At first, my opinion was that every bar mitzvah boy should lain. However, as I matured and turned into an old fogey, I came to realize that for some boys, learning to lain may be a waste of time and that they'd be better served by learning a seder of mishnayos for their bar mitzvah. Nonetheless, I never turn away a willing student.

My oldest is now twelve and I am in the middle of teaching him how to lain. Interestingly, I've found that it's very different teaching your own son than teaching someone else's.

Lastly, PT, I'd say that becoming an MD is *by far* a bigger accomplishment than learning how to lain. Don't put yourself down so!

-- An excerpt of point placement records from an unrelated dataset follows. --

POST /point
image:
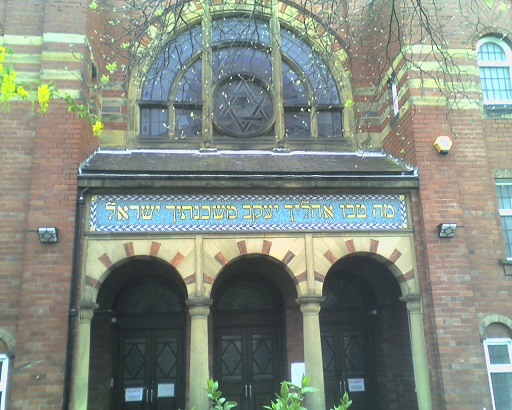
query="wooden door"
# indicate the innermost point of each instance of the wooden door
(348, 366)
(248, 365)
(149, 368)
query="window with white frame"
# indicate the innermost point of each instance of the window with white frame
(4, 367)
(505, 207)
(498, 355)
(495, 63)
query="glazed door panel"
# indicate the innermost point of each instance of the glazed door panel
(347, 366)
(248, 368)
(149, 368)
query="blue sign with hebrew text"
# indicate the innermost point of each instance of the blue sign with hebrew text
(213, 213)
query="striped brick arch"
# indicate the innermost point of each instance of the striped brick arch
(289, 252)
(296, 253)
(103, 256)
(395, 252)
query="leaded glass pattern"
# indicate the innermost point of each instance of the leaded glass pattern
(505, 208)
(166, 358)
(494, 60)
(231, 360)
(354, 352)
(134, 361)
(243, 90)
(262, 357)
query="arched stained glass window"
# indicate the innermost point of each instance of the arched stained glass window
(495, 62)
(246, 97)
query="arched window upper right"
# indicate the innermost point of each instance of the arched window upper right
(495, 63)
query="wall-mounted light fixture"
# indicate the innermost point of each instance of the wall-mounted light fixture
(443, 144)
(48, 234)
(446, 230)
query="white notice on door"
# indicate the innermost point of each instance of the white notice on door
(166, 390)
(133, 394)
(355, 385)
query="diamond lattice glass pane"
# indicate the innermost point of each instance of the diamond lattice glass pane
(231, 368)
(490, 51)
(163, 72)
(294, 87)
(506, 223)
(320, 79)
(244, 61)
(166, 358)
(502, 389)
(262, 356)
(504, 196)
(189, 86)
(241, 30)
(496, 83)
(134, 360)
(329, 124)
(297, 124)
(188, 122)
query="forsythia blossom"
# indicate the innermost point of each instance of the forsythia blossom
(43, 96)
(22, 92)
(8, 88)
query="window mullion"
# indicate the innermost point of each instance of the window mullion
(277, 74)
(207, 76)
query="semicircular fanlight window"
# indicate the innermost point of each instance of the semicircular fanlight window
(150, 298)
(245, 295)
(340, 294)
(236, 74)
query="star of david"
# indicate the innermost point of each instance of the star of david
(243, 108)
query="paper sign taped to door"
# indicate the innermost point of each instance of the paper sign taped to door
(356, 385)
(134, 394)
(166, 390)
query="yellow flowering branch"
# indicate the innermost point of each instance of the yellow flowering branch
(10, 88)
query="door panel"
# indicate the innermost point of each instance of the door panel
(347, 366)
(149, 369)
(248, 369)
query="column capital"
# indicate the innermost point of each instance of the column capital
(199, 307)
(310, 305)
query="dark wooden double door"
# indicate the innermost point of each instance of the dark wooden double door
(150, 370)
(348, 365)
(248, 364)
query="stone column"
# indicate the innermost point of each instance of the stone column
(81, 384)
(419, 352)
(310, 308)
(199, 309)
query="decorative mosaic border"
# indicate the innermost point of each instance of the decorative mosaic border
(226, 213)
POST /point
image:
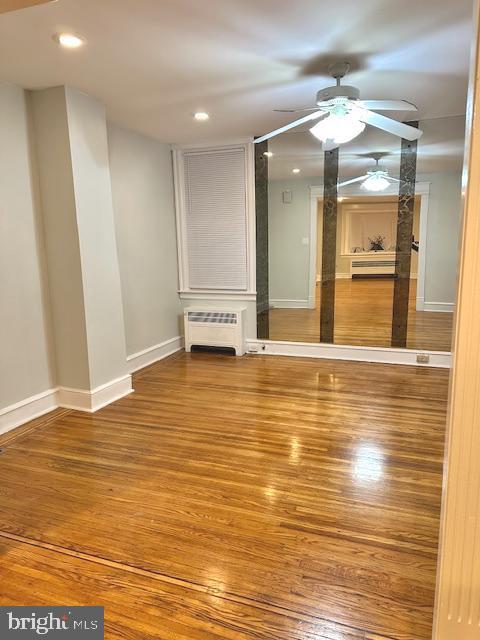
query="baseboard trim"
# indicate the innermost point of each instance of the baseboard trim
(29, 409)
(441, 307)
(341, 352)
(153, 354)
(290, 304)
(95, 399)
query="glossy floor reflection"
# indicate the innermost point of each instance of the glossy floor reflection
(238, 498)
(363, 316)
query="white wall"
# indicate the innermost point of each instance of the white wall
(288, 224)
(26, 362)
(443, 236)
(142, 187)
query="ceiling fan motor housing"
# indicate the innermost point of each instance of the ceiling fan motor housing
(340, 91)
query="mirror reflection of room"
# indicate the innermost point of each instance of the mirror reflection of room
(366, 260)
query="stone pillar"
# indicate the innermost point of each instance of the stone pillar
(261, 209)
(329, 246)
(406, 206)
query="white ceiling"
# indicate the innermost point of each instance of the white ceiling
(154, 62)
(440, 149)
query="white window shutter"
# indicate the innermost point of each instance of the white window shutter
(216, 218)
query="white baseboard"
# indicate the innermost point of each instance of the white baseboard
(36, 406)
(148, 356)
(341, 352)
(290, 304)
(17, 414)
(97, 398)
(420, 305)
(442, 307)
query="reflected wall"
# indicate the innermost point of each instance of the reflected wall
(365, 274)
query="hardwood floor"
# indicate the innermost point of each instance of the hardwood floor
(254, 498)
(363, 316)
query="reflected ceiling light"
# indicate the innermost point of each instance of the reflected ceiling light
(376, 181)
(69, 40)
(338, 128)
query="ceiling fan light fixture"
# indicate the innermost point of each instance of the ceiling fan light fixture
(69, 40)
(375, 182)
(338, 128)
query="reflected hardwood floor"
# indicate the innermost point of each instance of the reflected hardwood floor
(254, 498)
(363, 316)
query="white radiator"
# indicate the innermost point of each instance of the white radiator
(361, 267)
(222, 327)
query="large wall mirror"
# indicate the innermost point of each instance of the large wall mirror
(366, 304)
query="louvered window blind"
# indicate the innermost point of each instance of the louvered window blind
(216, 218)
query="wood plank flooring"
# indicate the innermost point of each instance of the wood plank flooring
(235, 498)
(363, 316)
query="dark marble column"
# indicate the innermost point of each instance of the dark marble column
(261, 206)
(406, 205)
(329, 248)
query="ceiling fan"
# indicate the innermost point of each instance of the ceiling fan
(16, 5)
(376, 179)
(343, 116)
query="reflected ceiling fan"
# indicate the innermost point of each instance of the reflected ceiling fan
(16, 5)
(376, 179)
(343, 116)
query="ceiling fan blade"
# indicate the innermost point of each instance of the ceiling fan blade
(344, 184)
(16, 5)
(296, 110)
(388, 105)
(387, 124)
(292, 125)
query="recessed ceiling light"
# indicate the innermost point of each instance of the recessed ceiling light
(68, 40)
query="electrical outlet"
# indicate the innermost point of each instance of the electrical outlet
(423, 358)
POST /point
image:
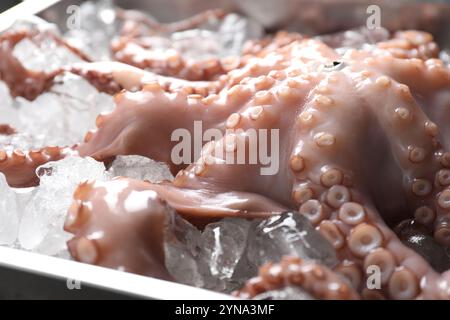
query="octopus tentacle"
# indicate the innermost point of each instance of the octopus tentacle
(19, 166)
(315, 279)
(125, 235)
(134, 19)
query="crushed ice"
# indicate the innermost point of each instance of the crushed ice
(33, 218)
(220, 257)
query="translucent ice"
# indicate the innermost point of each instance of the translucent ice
(64, 115)
(47, 55)
(227, 253)
(140, 168)
(224, 243)
(95, 28)
(217, 38)
(286, 293)
(9, 217)
(182, 249)
(41, 227)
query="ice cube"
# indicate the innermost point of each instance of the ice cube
(97, 26)
(229, 252)
(21, 141)
(286, 293)
(64, 115)
(47, 55)
(355, 38)
(9, 217)
(288, 234)
(140, 168)
(218, 38)
(41, 227)
(224, 243)
(182, 241)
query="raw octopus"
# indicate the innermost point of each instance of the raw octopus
(363, 146)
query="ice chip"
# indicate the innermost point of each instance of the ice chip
(9, 217)
(64, 115)
(286, 293)
(41, 227)
(140, 168)
(288, 234)
(224, 243)
(47, 55)
(182, 241)
(97, 27)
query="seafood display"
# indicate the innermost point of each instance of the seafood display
(267, 166)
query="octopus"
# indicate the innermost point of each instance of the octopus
(363, 153)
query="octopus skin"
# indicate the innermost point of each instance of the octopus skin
(356, 149)
(362, 146)
(318, 281)
(128, 236)
(137, 47)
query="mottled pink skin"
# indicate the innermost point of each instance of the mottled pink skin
(318, 281)
(353, 135)
(19, 167)
(358, 149)
(115, 230)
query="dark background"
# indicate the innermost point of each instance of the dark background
(6, 4)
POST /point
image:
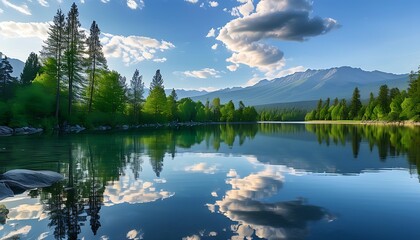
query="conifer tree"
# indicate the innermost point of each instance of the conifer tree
(74, 56)
(95, 61)
(30, 70)
(53, 49)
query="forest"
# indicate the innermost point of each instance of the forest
(70, 83)
(390, 105)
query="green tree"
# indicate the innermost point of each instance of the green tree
(75, 48)
(172, 106)
(95, 60)
(355, 105)
(110, 97)
(156, 104)
(53, 49)
(5, 76)
(216, 109)
(136, 93)
(30, 70)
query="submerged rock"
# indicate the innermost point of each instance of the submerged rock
(27, 130)
(17, 181)
(6, 131)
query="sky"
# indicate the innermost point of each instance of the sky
(214, 44)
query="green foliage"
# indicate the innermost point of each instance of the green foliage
(110, 97)
(30, 70)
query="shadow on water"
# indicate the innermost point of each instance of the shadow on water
(91, 161)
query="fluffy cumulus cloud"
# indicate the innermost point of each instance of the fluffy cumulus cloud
(23, 8)
(130, 190)
(12, 29)
(192, 1)
(211, 33)
(245, 205)
(133, 49)
(285, 20)
(203, 73)
(135, 4)
(202, 168)
(213, 4)
(43, 3)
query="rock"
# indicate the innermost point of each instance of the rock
(103, 128)
(5, 131)
(27, 130)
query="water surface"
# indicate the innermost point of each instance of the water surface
(262, 181)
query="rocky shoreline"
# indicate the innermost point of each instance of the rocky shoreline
(7, 131)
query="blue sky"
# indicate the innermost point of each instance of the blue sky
(252, 39)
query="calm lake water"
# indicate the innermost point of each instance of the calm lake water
(261, 181)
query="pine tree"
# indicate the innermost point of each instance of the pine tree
(136, 93)
(96, 60)
(53, 49)
(74, 56)
(30, 70)
(355, 104)
(156, 104)
(5, 76)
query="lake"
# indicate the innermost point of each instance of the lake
(251, 181)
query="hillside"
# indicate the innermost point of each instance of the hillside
(311, 85)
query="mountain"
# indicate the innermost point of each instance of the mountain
(311, 85)
(181, 93)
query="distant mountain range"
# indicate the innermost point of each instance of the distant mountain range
(301, 89)
(311, 85)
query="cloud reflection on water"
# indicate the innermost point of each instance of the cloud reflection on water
(246, 204)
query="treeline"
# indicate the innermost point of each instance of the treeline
(389, 105)
(290, 114)
(70, 83)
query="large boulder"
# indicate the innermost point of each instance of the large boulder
(5, 131)
(17, 181)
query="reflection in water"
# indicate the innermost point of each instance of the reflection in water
(245, 205)
(106, 170)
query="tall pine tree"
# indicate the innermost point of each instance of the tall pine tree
(5, 76)
(74, 56)
(95, 61)
(30, 70)
(136, 93)
(53, 49)
(156, 104)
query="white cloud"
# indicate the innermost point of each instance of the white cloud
(134, 4)
(203, 73)
(134, 234)
(213, 4)
(130, 190)
(201, 167)
(256, 78)
(287, 20)
(43, 3)
(24, 30)
(233, 67)
(211, 33)
(160, 60)
(192, 1)
(17, 234)
(43, 235)
(193, 237)
(133, 49)
(24, 9)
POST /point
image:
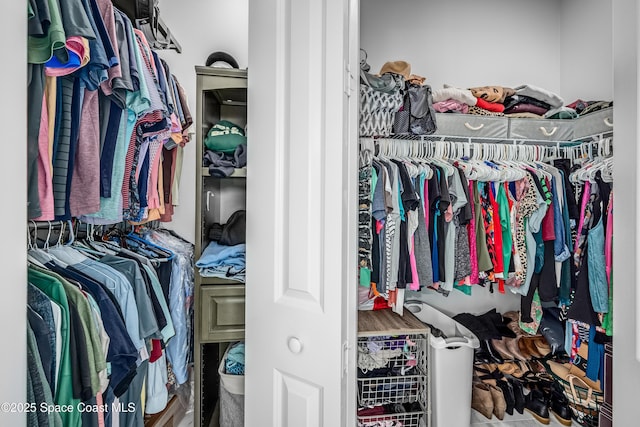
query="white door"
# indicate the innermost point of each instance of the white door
(301, 215)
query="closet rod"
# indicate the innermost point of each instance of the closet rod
(480, 139)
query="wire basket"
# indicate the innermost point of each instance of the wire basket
(584, 401)
(402, 419)
(392, 370)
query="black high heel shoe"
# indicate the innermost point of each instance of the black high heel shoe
(487, 354)
(518, 394)
(536, 404)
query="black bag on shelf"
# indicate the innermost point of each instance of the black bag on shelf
(417, 116)
(233, 232)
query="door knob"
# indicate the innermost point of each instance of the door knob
(294, 344)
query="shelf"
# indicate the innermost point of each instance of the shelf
(218, 281)
(172, 415)
(385, 322)
(237, 173)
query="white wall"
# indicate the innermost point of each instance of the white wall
(201, 27)
(586, 41)
(626, 215)
(564, 46)
(13, 249)
(466, 43)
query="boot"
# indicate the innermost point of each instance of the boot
(535, 403)
(482, 400)
(499, 402)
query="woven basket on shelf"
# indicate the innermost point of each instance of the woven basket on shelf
(584, 401)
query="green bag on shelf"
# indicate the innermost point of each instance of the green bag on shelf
(224, 137)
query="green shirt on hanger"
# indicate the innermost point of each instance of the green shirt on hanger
(54, 289)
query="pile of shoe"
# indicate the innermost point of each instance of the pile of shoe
(508, 373)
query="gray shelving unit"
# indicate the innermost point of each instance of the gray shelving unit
(219, 303)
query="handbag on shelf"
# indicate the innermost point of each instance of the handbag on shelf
(417, 115)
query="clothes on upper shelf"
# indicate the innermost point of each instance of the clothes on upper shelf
(107, 323)
(106, 117)
(524, 101)
(540, 230)
(222, 261)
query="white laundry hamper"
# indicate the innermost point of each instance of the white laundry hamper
(450, 367)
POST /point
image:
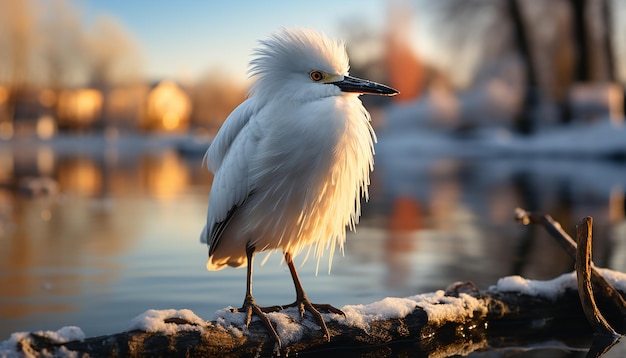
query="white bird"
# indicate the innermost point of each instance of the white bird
(291, 162)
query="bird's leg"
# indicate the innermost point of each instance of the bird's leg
(249, 305)
(303, 303)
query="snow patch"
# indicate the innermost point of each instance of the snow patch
(551, 289)
(155, 321)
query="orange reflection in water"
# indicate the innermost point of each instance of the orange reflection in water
(56, 250)
(81, 175)
(165, 177)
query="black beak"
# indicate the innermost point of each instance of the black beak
(353, 84)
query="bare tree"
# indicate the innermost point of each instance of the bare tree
(17, 30)
(112, 59)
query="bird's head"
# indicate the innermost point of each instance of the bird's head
(302, 64)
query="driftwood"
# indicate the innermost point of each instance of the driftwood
(505, 315)
(481, 320)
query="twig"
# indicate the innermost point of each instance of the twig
(583, 273)
(602, 286)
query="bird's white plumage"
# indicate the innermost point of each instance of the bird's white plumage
(291, 162)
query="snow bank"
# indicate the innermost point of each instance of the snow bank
(438, 307)
(156, 321)
(291, 327)
(553, 288)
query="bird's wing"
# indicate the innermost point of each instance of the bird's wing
(228, 158)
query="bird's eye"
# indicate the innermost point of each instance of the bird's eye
(316, 76)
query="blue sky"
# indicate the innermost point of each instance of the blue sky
(186, 39)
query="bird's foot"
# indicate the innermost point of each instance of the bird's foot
(250, 308)
(304, 304)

(To Eeees: Thank you for the kind words! :) )

The Wolf

Shmiel said...

The Wolf makes a very good comment at the end of his story....Maybe all the time spent preparing "Tone Deaf Tony" for his Kriah at the expense of his regular studies aren't such a good time investment. We've all seen it some poor young man who doesn't raelly want to, forced get up and lein his Bar Mitzvah sedrah with poor diction, poor trope and (in my shul unfortunately) a group of adults who let him know how bad he is...Why? because "everybody does"... There's gotta be a better way....

Shifra said...

My husband gets tapped to lain fairly often. While I love to hear him read in shul I have to practically beg him to refuse. He never has time to practice and ends up staying up till all hours Thursday and Friday night practicing because he feels an obligation to do a good, accurate reading. Then he passes out all shabbos afternoon from sleep deprivation.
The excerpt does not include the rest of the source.